MAHKEMESİ :TİCARET MAHKEMESİ
Taraflar arasında görülen davada ... 6. Asliye Ticaret Mahkemesi’nce bozmaya uyularak verilen 13/10/2015 tarih ve 2015/510-2015/600 sayılı kararın duruşmalı olarak incelenmesi davacılar vekili tarafından istenmiş olup, duruşma için belirlenen 18.04.2017 günü hazır bulunan davacılar vekili Av.... ile davalı vekili Av.... dinlenildikten sonra duruşmalı işlerin yoğunluğu ve süre darlığından ötürü işin incelenerek karara bağlanması ileriye bırakıldı. Tetkik Hakimi ... tarafından düzenlenen rapor dinlenildikten ve yine dosya içerisindeki dilekçe, layihalar, duruşma tutanakları ve tüm belgeler okunup incelendikten sonra işin gereği görüşülüp, düşünüldü:
Davacılar vekili, müvekkili şirketlerin hakim ortağı...’nin "..." projesinin yüklenicisi olduğunu, yapımı üstlenilen proje için taraflar arasında bağıtlanan sözleşmenin 30/a bendi uyarınca "tesis ve işlerin sigortası, ... Adi Ortaklığı tarafından yaptırılacak sigorta poliçesinde ... sigortalı olacak, 30-c maddesi uyarınca hasardan kaynaklanan ve sigorta tarafından karşılanmayan tüm zararlar yükleniciye ait olacaktır" hükmü bulunduğunu, müvekkilinin sözleşmedeki hükümler uyarınca davalı ... şirketi ile 30315449 numaralı "inşaat all risk sigorta poliçesi" düzenlediğini, 27.07.2009 tarihinde yaşanan sel felaketi nedeni ile müvekkilinin yüklenicisi olduğu inşaat alanında hasar meydana geldiğini, bu nedenle davalı ... şirketine ihbarda bulunulup ödeme yapılmasının istenildiğini, davalı ... şirketi tarafından verilen 02.12.2009 tarihli cevapta, hasarın poliçede yer alan sel muafiyet bedelinin altında kaldığı gerekçesi ile ödeme yapılmayacağının belirtildiğini, ancak muafiyet uygulaması hatalı yapıldığı gibi müvekkillerinin yeterince bilgilendirilmediğini ileri sürerek, şimdilik 10.000,00 TL hasar bedelinin ihbar tarihinden itibaren yürütülecek avans faizi ile birlikte davalıdan tahsiline karar verilmesini talep ve dava etmiş, yargılama sırasında verdiği ıslah dilekçesi ile toplam talebini 755.744,53 TL"ye yükselmiştir.

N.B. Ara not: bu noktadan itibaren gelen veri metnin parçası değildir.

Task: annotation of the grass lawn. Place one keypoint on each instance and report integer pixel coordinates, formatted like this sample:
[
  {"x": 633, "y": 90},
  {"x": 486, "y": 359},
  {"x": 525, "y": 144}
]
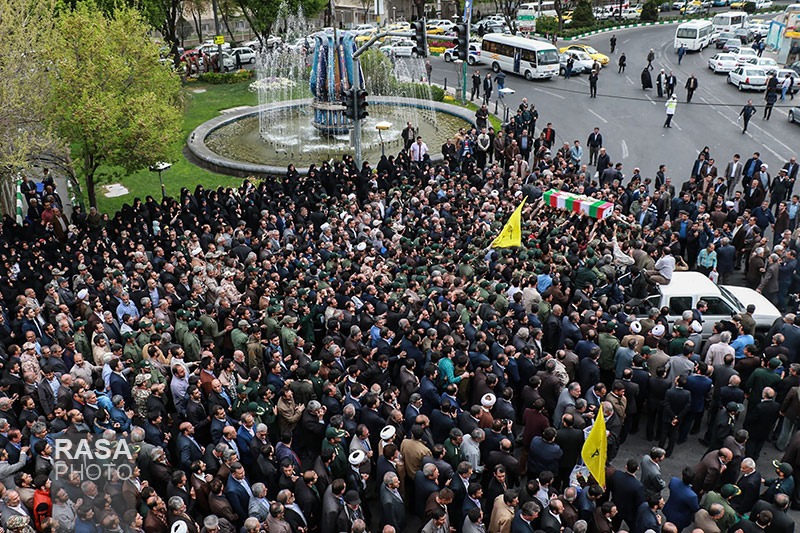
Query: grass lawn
[{"x": 200, "y": 107}]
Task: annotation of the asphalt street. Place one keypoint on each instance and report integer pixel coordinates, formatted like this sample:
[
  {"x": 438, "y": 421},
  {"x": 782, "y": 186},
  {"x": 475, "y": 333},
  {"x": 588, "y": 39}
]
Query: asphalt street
[{"x": 630, "y": 119}]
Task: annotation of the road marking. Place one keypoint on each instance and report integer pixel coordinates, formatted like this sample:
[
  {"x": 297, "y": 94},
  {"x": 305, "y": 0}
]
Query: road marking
[
  {"x": 598, "y": 116},
  {"x": 548, "y": 92}
]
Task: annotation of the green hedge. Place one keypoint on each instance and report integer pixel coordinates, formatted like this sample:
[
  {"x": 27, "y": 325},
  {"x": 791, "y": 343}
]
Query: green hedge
[{"x": 216, "y": 78}]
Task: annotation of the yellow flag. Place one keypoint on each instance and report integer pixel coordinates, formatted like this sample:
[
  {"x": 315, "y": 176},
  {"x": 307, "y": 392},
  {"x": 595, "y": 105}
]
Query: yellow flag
[
  {"x": 512, "y": 231},
  {"x": 595, "y": 450}
]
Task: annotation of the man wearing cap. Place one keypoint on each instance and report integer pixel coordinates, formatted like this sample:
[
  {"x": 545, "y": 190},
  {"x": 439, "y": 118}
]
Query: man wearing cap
[{"x": 723, "y": 498}]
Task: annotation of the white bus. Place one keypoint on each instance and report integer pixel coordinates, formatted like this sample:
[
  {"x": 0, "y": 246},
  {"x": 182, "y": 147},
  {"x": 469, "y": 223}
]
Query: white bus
[
  {"x": 694, "y": 35},
  {"x": 729, "y": 21},
  {"x": 527, "y": 57},
  {"x": 528, "y": 13}
]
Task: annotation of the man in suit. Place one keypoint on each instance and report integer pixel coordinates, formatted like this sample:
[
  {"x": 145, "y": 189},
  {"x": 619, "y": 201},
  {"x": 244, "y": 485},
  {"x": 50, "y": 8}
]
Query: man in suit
[
  {"x": 189, "y": 450},
  {"x": 749, "y": 484},
  {"x": 627, "y": 492},
  {"x": 677, "y": 402},
  {"x": 707, "y": 472},
  {"x": 523, "y": 519},
  {"x": 781, "y": 521},
  {"x": 647, "y": 518},
  {"x": 238, "y": 490},
  {"x": 394, "y": 513},
  {"x": 733, "y": 174},
  {"x": 751, "y": 167}
]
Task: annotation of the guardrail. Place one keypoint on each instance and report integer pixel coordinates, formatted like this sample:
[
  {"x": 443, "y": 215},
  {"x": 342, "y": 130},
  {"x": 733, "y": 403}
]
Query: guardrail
[{"x": 640, "y": 24}]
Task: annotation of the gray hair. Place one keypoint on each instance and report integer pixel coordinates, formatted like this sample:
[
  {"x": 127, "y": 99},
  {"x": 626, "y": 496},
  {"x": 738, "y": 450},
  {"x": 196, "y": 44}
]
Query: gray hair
[
  {"x": 175, "y": 503},
  {"x": 259, "y": 490},
  {"x": 428, "y": 469}
]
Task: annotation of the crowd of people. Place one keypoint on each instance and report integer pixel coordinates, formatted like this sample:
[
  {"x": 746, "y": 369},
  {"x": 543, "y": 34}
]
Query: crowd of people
[{"x": 344, "y": 351}]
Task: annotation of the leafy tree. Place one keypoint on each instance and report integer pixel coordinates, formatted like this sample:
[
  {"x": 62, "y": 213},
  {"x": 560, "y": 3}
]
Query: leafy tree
[
  {"x": 583, "y": 16},
  {"x": 509, "y": 10},
  {"x": 25, "y": 31},
  {"x": 649, "y": 11},
  {"x": 111, "y": 99}
]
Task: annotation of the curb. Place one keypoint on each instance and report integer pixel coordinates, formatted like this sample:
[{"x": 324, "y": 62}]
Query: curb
[{"x": 640, "y": 24}]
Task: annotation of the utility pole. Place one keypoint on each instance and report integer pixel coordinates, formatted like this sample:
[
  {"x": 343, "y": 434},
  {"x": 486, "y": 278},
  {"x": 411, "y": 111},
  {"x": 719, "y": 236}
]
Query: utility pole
[{"x": 220, "y": 61}]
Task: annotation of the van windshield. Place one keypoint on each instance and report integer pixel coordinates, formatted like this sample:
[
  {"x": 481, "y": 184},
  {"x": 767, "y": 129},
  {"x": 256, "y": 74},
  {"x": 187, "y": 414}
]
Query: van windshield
[
  {"x": 547, "y": 57},
  {"x": 731, "y": 298}
]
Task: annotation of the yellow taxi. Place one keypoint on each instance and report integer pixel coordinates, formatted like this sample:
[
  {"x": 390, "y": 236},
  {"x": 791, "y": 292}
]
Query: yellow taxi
[{"x": 593, "y": 53}]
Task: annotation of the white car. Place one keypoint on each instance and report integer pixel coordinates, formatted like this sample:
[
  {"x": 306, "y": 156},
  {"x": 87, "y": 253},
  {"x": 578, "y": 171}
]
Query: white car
[
  {"x": 767, "y": 63},
  {"x": 246, "y": 55},
  {"x": 365, "y": 29},
  {"x": 744, "y": 54},
  {"x": 748, "y": 77},
  {"x": 474, "y": 57},
  {"x": 687, "y": 288},
  {"x": 722, "y": 63},
  {"x": 795, "y": 78},
  {"x": 582, "y": 62},
  {"x": 404, "y": 48},
  {"x": 446, "y": 25}
]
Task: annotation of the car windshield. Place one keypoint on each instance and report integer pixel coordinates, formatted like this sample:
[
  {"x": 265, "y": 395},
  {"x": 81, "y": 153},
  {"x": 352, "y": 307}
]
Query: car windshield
[{"x": 547, "y": 57}]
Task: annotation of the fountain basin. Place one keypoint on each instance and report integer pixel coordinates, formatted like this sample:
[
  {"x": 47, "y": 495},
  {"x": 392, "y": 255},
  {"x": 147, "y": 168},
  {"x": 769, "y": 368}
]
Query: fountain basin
[{"x": 231, "y": 144}]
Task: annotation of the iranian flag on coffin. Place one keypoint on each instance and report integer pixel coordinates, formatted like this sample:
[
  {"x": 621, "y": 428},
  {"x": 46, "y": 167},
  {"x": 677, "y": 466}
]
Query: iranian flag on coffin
[{"x": 578, "y": 203}]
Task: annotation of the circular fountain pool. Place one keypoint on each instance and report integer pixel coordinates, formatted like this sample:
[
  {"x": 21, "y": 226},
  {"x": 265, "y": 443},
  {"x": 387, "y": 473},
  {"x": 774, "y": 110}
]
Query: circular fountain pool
[{"x": 237, "y": 143}]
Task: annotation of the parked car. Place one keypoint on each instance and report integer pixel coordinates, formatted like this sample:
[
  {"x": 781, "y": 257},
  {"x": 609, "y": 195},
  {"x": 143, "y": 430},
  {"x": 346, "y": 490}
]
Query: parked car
[
  {"x": 794, "y": 114},
  {"x": 748, "y": 77},
  {"x": 767, "y": 63},
  {"x": 246, "y": 55},
  {"x": 722, "y": 63},
  {"x": 721, "y": 37},
  {"x": 364, "y": 29},
  {"x": 795, "y": 78},
  {"x": 687, "y": 288},
  {"x": 582, "y": 62},
  {"x": 744, "y": 54},
  {"x": 474, "y": 57},
  {"x": 593, "y": 53},
  {"x": 732, "y": 46},
  {"x": 404, "y": 48}
]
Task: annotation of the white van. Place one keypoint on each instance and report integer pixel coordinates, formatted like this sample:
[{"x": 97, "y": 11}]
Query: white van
[
  {"x": 687, "y": 288},
  {"x": 729, "y": 21},
  {"x": 694, "y": 35},
  {"x": 531, "y": 58}
]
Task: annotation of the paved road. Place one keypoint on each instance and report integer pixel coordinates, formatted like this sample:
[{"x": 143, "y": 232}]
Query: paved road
[{"x": 631, "y": 119}]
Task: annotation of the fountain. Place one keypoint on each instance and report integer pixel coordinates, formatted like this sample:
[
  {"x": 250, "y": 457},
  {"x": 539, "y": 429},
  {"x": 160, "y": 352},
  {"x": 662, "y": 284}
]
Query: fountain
[{"x": 300, "y": 117}]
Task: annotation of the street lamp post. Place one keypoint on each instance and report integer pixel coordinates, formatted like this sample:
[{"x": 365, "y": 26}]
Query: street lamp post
[
  {"x": 381, "y": 127},
  {"x": 160, "y": 167}
]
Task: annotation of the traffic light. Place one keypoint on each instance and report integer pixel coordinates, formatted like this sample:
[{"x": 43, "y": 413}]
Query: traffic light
[
  {"x": 420, "y": 38},
  {"x": 350, "y": 104},
  {"x": 462, "y": 41},
  {"x": 361, "y": 97}
]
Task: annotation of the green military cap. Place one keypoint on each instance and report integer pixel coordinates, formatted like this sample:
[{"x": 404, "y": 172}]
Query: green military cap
[{"x": 256, "y": 409}]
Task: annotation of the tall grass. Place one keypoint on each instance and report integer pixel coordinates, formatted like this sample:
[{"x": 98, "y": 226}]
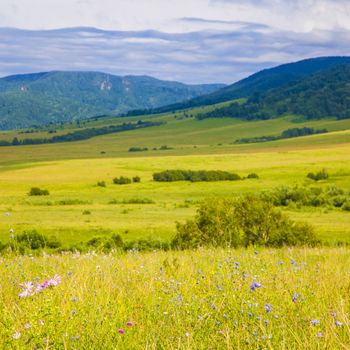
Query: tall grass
[{"x": 204, "y": 299}]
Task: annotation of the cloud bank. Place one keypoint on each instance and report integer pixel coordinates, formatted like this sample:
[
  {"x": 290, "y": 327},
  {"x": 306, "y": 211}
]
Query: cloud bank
[{"x": 195, "y": 57}]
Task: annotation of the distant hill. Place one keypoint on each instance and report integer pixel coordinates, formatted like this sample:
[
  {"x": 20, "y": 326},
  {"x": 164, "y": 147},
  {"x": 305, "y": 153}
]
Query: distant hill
[
  {"x": 259, "y": 82},
  {"x": 41, "y": 98},
  {"x": 321, "y": 95}
]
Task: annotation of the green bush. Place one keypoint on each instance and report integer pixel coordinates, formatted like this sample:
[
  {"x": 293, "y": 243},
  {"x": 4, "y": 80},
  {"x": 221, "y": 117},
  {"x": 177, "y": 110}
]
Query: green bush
[
  {"x": 34, "y": 240},
  {"x": 36, "y": 191},
  {"x": 252, "y": 176},
  {"x": 194, "y": 175},
  {"x": 320, "y": 175},
  {"x": 122, "y": 180},
  {"x": 241, "y": 222},
  {"x": 346, "y": 206},
  {"x": 136, "y": 179}
]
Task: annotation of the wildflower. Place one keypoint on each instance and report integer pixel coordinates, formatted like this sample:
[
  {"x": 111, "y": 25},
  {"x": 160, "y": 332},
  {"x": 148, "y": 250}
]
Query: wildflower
[
  {"x": 268, "y": 308},
  {"x": 55, "y": 281},
  {"x": 254, "y": 285},
  {"x": 27, "y": 289},
  {"x": 295, "y": 297},
  {"x": 16, "y": 335}
]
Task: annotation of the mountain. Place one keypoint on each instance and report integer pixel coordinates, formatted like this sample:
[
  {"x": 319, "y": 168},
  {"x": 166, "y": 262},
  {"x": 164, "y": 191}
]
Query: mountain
[
  {"x": 259, "y": 82},
  {"x": 321, "y": 95},
  {"x": 41, "y": 98}
]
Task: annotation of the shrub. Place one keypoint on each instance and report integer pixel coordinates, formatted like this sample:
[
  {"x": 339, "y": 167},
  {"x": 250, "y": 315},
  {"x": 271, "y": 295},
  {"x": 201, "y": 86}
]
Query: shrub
[
  {"x": 194, "y": 176},
  {"x": 34, "y": 240},
  {"x": 253, "y": 176},
  {"x": 241, "y": 222},
  {"x": 320, "y": 175},
  {"x": 346, "y": 206},
  {"x": 138, "y": 149},
  {"x": 122, "y": 180},
  {"x": 105, "y": 243},
  {"x": 36, "y": 191}
]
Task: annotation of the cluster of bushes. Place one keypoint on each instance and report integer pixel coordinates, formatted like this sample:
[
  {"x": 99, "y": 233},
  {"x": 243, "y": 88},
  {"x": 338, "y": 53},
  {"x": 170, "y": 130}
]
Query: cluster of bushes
[
  {"x": 194, "y": 176},
  {"x": 29, "y": 241},
  {"x": 36, "y": 191},
  {"x": 320, "y": 175},
  {"x": 123, "y": 180},
  {"x": 133, "y": 201},
  {"x": 309, "y": 196},
  {"x": 138, "y": 149},
  {"x": 34, "y": 242},
  {"x": 250, "y": 220},
  {"x": 286, "y": 134},
  {"x": 82, "y": 134}
]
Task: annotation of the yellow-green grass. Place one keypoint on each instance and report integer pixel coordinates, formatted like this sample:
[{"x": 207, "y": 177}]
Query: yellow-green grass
[
  {"x": 76, "y": 180},
  {"x": 187, "y": 137},
  {"x": 204, "y": 299}
]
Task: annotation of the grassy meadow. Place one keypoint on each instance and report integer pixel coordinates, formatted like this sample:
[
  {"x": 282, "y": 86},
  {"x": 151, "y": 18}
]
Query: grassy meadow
[
  {"x": 204, "y": 299},
  {"x": 288, "y": 298}
]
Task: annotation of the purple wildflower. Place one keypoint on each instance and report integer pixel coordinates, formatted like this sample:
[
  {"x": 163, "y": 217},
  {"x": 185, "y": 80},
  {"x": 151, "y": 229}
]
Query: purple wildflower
[
  {"x": 254, "y": 285},
  {"x": 27, "y": 289},
  {"x": 268, "y": 308},
  {"x": 295, "y": 297},
  {"x": 16, "y": 335}
]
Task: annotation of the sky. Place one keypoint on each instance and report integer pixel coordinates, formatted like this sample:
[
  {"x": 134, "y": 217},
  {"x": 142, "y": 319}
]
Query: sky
[{"x": 193, "y": 41}]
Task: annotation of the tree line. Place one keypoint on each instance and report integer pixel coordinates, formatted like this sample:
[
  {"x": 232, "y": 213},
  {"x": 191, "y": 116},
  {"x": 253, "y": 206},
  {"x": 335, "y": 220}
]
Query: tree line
[{"x": 82, "y": 134}]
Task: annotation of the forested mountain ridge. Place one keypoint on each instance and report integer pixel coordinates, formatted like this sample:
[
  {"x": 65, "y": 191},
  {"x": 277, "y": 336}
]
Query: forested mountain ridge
[
  {"x": 259, "y": 82},
  {"x": 41, "y": 98},
  {"x": 322, "y": 95}
]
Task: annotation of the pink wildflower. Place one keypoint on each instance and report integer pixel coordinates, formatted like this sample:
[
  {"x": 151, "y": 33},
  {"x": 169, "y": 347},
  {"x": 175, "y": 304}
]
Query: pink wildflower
[{"x": 27, "y": 289}]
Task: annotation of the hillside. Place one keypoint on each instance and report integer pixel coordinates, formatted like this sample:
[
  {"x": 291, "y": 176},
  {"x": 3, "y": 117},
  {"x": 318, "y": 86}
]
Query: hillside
[
  {"x": 260, "y": 82},
  {"x": 41, "y": 98},
  {"x": 322, "y": 95}
]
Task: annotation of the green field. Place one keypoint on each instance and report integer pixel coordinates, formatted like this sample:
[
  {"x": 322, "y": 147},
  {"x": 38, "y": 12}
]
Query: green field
[
  {"x": 254, "y": 298},
  {"x": 70, "y": 171}
]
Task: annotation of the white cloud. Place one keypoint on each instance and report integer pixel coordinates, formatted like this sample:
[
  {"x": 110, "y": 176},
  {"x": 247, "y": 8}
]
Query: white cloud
[{"x": 296, "y": 15}]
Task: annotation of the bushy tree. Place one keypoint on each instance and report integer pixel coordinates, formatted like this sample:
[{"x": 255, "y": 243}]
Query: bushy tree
[{"x": 245, "y": 221}]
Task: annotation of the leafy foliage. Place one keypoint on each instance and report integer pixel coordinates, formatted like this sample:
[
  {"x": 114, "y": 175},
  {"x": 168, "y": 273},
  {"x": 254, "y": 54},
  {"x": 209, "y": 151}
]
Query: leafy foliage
[
  {"x": 320, "y": 175},
  {"x": 194, "y": 176},
  {"x": 241, "y": 222},
  {"x": 36, "y": 191},
  {"x": 122, "y": 180},
  {"x": 286, "y": 134}
]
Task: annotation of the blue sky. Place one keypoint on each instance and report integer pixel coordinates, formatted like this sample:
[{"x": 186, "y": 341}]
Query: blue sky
[{"x": 194, "y": 41}]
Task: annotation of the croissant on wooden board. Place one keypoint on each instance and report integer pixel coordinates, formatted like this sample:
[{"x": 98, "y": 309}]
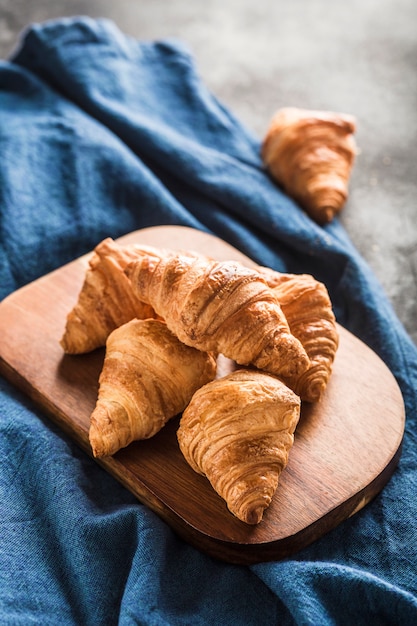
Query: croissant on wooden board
[
  {"x": 106, "y": 300},
  {"x": 311, "y": 154},
  {"x": 220, "y": 307},
  {"x": 148, "y": 377},
  {"x": 306, "y": 304},
  {"x": 238, "y": 431}
]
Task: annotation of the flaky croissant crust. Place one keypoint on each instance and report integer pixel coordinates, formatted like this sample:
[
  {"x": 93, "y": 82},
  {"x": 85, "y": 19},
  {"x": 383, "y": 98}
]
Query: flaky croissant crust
[
  {"x": 106, "y": 300},
  {"x": 148, "y": 377},
  {"x": 238, "y": 431},
  {"x": 306, "y": 304},
  {"x": 222, "y": 307}
]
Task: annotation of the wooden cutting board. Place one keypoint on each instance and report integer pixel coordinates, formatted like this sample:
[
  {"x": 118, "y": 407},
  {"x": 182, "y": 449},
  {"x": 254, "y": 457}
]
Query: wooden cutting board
[{"x": 346, "y": 446}]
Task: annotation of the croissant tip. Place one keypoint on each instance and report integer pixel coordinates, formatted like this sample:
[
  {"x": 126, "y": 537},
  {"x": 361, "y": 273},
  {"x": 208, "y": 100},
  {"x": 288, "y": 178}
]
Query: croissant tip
[{"x": 253, "y": 516}]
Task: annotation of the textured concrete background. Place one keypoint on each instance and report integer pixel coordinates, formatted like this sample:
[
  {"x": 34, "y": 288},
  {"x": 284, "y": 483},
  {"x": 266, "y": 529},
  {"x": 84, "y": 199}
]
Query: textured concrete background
[{"x": 357, "y": 57}]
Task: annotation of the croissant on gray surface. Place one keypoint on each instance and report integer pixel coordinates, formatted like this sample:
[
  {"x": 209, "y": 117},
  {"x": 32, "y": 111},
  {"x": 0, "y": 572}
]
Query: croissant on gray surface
[{"x": 311, "y": 155}]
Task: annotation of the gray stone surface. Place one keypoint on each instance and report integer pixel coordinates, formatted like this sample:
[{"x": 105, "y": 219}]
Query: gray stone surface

Davalı vekili, davacılar tarafından üstlenilen inşaat ve şantiye tesislerinde meydana gelen hasarın poliçe gereğince muafiyet tenzilinin altında kaldığını savunarak, davanın reddini istemiştir.
Mahkemece, Dairemiz bozma ilamına uyularak, dosya kapsamına göre; taraflar arasındaki sigorta poliçesi uyarınca davacının inşaat işlerinden doğan zararının davalı ... şirketi tarafından teminat kapsamına alındığı, inşaat işleri toplam sigorta bedeli 44.057.064,99 USD karşılığı TL, şantiye tesisleri toplam sigorta bedelinin 288.050,31 USD karşılığı TL olarak kararlaştırıldığı, poliçede sigorta bedelinin %80"i üzerinden %10 tenzili muafiyet uygulanacağının belirlendiği, 27.07.2009 tarihinde meydana gelen sel sonucu davacının inşaat ve şantiye tesislerinde meydana gelen zararın düzenlenen eksper raporu ile inşaat sahası için 690.001,16 USD ve şantiye tesisleri için 19.746,08 USD olarak belirlendiği, sigorta konusu inşaat için poliçede kararlaştırılan tenzil muafiyeti, inşaat sahası için 3.524.565,19 USD karşılığı TL, şantiye tesisleri için 23.044.02 USD karşılığı TL olarak kararlaştırıldığından davacının her iki zarar miktarının da tenzil muafiyeti miktarı altında kaldığı, bu nedenle davalı ... şirketinin dava konusu zarar için tazminat ödemekle yükümlü olmadığı, somut olayda mevcut muafiyet yükünün geçerliliğini engelleyecek bir durumun da bulunmadığı gerekçesiyle; davanın reddine karar verilmiştir.
Kararı, davacılar vekili temyiz etmiştir.
Dosyadaki yazılara, mahkemece uyulan bozma kararı gereğince hüküm verilmiş olmasına ve delillerin takdirinde bir isabetsizlik bulunmamasına göre, davacılar vekilinin bütün temyiz itirazları yerinde değildir.
SONUÇ: Yukarıda açıklanan nedenlerden dolayı, davacılar vekilinin bütün temyiz itirazlarının reddiyle usul ve kanuna uygun bulunan hükmün ONANMASINA, aşağıda yazılı bakiye 3,70 TL temyiz ilam harcının temyiz eden davacılardan alınmasına, takdir olunan 1.480,00 TL duruşma vekalet ücretinin davacılardan alınarak davalıya verilmesine,19.04.2017 tarihinde oybirliğiyle karar verildi.